La semaine se termine dans une dynamique haussière, portée par un choc d’offre physique qui prend désormais le pas sur les annonces diplomatiques. Malgré la prolongation de la trêve au Liban, le Brent s’établit au-dessus des 105 dollars, son plus haut niveau depuis début avril.
Donald Trump a annoncé hier la prolongation pour trois semaines du cessez-le-feu entre Israël et le Liban, qui devait initialement expirer dimanche. Si cette nouvelle apporte un soulagement humanitaire, elle ne débloque en rien le dossier iranien. Téhéran refuse toujours de reprendre les négociations tant que le blocus maritime américain n’est pas levé, qualifiant la situation de violation flagrante de la trêve. En conséquence, le détroit d’Ormuz reste verrouillé, le président du Parlement iranien ayant affirmé qu’une réouverture était impossible dans ces conditions.

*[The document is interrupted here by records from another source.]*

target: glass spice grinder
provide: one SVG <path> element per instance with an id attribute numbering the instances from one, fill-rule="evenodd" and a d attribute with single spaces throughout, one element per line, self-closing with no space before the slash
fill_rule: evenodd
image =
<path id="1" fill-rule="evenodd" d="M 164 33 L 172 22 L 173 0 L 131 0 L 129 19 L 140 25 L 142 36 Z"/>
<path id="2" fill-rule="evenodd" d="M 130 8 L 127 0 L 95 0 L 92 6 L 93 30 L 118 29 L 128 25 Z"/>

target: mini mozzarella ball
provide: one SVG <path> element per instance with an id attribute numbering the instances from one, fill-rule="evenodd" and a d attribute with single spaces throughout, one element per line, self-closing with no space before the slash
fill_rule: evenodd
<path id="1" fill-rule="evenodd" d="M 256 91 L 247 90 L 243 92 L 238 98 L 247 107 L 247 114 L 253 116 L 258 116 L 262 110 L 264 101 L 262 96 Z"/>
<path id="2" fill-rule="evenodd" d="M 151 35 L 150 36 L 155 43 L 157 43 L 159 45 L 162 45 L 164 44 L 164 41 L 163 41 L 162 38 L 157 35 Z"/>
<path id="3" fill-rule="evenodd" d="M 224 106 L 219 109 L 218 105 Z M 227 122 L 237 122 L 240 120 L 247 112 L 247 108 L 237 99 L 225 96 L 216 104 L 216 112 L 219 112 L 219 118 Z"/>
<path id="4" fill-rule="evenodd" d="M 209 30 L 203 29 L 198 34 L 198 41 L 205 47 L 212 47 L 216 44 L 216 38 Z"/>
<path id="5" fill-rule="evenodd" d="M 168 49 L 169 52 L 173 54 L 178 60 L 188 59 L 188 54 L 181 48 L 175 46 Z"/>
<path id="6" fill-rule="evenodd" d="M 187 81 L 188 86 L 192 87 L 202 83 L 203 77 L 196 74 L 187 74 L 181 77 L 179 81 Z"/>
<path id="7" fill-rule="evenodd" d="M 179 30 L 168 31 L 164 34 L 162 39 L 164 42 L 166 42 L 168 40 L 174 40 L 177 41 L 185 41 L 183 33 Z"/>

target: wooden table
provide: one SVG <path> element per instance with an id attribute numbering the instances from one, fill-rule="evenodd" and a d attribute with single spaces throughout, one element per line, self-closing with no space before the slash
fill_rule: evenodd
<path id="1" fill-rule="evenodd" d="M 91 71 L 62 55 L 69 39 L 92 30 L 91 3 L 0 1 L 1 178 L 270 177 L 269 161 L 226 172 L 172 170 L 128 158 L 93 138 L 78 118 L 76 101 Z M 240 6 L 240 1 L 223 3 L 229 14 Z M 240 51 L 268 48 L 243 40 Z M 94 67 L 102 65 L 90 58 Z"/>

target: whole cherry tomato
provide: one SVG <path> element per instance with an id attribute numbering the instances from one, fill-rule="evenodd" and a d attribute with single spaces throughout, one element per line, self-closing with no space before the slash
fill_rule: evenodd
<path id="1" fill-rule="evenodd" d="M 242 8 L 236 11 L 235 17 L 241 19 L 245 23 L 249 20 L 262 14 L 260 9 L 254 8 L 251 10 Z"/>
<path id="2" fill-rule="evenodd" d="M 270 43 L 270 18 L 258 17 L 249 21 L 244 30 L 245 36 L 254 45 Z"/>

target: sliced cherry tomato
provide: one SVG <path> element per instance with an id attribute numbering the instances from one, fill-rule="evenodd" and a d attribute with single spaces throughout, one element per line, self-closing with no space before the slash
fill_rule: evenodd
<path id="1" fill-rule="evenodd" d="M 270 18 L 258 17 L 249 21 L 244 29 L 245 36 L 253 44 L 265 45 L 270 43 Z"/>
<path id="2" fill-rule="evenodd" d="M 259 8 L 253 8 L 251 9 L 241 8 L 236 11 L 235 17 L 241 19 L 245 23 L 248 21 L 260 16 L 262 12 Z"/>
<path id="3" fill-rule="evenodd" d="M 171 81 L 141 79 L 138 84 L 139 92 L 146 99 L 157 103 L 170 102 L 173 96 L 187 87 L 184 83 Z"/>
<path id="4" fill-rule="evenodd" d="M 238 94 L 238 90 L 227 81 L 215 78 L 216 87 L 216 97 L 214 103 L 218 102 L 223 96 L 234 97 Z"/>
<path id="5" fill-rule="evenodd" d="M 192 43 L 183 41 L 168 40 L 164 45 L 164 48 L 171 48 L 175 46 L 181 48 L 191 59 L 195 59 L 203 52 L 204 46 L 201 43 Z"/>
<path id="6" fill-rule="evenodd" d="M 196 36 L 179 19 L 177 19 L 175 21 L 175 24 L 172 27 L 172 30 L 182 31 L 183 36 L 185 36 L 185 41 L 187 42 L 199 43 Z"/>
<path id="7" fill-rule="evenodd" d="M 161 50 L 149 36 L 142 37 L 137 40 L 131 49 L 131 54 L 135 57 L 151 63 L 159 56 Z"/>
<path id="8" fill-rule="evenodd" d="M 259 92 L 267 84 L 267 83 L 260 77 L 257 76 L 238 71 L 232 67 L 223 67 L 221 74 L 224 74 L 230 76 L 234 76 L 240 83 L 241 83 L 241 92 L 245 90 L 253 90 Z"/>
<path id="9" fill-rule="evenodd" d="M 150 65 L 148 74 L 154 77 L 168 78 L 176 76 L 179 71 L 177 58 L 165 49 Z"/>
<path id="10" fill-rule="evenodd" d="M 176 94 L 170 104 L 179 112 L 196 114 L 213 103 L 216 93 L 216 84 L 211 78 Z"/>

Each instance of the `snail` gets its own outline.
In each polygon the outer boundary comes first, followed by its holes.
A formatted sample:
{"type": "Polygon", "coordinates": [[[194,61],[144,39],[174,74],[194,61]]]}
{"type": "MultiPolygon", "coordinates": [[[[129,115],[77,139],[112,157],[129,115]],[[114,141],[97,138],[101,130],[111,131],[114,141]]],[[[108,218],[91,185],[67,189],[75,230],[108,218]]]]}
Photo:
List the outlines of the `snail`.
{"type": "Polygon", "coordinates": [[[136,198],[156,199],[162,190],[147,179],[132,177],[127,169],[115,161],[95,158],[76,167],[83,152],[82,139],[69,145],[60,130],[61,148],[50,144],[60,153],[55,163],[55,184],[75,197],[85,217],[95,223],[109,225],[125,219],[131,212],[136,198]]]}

Les analystes soulignent que la hausse actuelle des prix n’est plus seulement liée à une prime de risque géopolitique, mais à une raréfaction concrète des barils. Les saisies de tankers iraniens en Asie par les États-Unis et le maintien du blocage d’Ormuz vident les stocks mondiaux. À cela s’ajoute une nouvelle tension sur l’offre russe : une attaque de drones ukrainiens a touché une station de pompage stratégique alimentant le port d’exportation de Primorsk, renforçant les craintes sur les flux provenant de l’Est.
Le ton se durcit à Washington. Donald Trump a suggéré que l’Iran profitait de la trêve pour reconstituer ses stocks d’armes, tout en affirmant que l’armée américaine pourrait rayer le pays de la carte en un jour. Cette déclaration incite les investisseurs à maintenir des positions acheteuses en prévision d’une possible reprise généralisée du conflit.
La hausse ne faiblit pas donc pas. La progression constante des cours boursiers hier et ce matin se traduit par un nouveau renchérissement du mazout aujourd’hui.